Les bonnes pratiques et les vulnérabilités courantes des contrats écrits en Plutus devraient être largement connues et comprises. Nous nous efforçons à améliorer autant que possible la documentation sur l’API de Plutus. Par exemple, dans la documentation à propos de assetClassValueOf, les développeurs pourront voir un avertissement précisant que si ils l’utilisent afin de chercher quelque chose dans un ensemble de valeurs, il est probable qu’il y a d’autres choses présentes qu’ils ne souhaitent pas dans cet ensemble. Qui plus est, la documentation sur l’API peut être l’endroit pour referencer des explications détaillées sur les vulnérabilités qui sont mises en évidence régulièrement, tel que celle discutée ici.

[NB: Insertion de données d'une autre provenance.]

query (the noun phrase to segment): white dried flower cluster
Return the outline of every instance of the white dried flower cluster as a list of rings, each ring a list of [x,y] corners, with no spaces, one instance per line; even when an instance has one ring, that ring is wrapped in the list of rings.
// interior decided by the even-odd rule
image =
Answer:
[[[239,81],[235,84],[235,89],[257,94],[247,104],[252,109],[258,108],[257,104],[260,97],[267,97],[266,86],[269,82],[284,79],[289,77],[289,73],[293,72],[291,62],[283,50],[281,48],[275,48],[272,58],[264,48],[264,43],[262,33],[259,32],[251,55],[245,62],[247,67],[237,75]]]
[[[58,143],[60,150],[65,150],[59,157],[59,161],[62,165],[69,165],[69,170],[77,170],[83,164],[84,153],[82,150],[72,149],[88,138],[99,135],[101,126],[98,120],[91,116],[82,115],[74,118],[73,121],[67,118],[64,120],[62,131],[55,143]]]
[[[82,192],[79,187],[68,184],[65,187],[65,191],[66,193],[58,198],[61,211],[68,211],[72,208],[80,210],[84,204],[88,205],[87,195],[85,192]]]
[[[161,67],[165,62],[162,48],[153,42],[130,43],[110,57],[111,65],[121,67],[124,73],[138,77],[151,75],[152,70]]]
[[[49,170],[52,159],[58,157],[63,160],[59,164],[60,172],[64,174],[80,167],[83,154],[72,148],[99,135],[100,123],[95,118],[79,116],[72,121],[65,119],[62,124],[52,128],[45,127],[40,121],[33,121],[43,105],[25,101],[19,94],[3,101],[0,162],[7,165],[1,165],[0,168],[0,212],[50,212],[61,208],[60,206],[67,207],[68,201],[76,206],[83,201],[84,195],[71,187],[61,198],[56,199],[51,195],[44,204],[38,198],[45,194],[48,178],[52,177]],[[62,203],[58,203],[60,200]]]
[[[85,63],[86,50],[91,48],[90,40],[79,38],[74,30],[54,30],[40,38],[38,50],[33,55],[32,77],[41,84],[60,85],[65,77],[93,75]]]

Les audits sont fait du mieux que l’on peut, mais inévitablement, c’est toujours le facteur humain qui a le dernier mot. Des incidents tels que celui que nous avons eu nous enseignent sur la manière dont nous, humains, pouvons optimiser les processus que nous établissons.

Bien que nous ne pouvons jamais être sûr de l’absence d’erreurs dans un programme, toute erreur mise en évidence est une opportunité pour en apprendre le plus possible sur la source de cette faute. Cette reflexion est ce qui permet de rendre de plus en plus rares les erreurs au sein de notre communauté.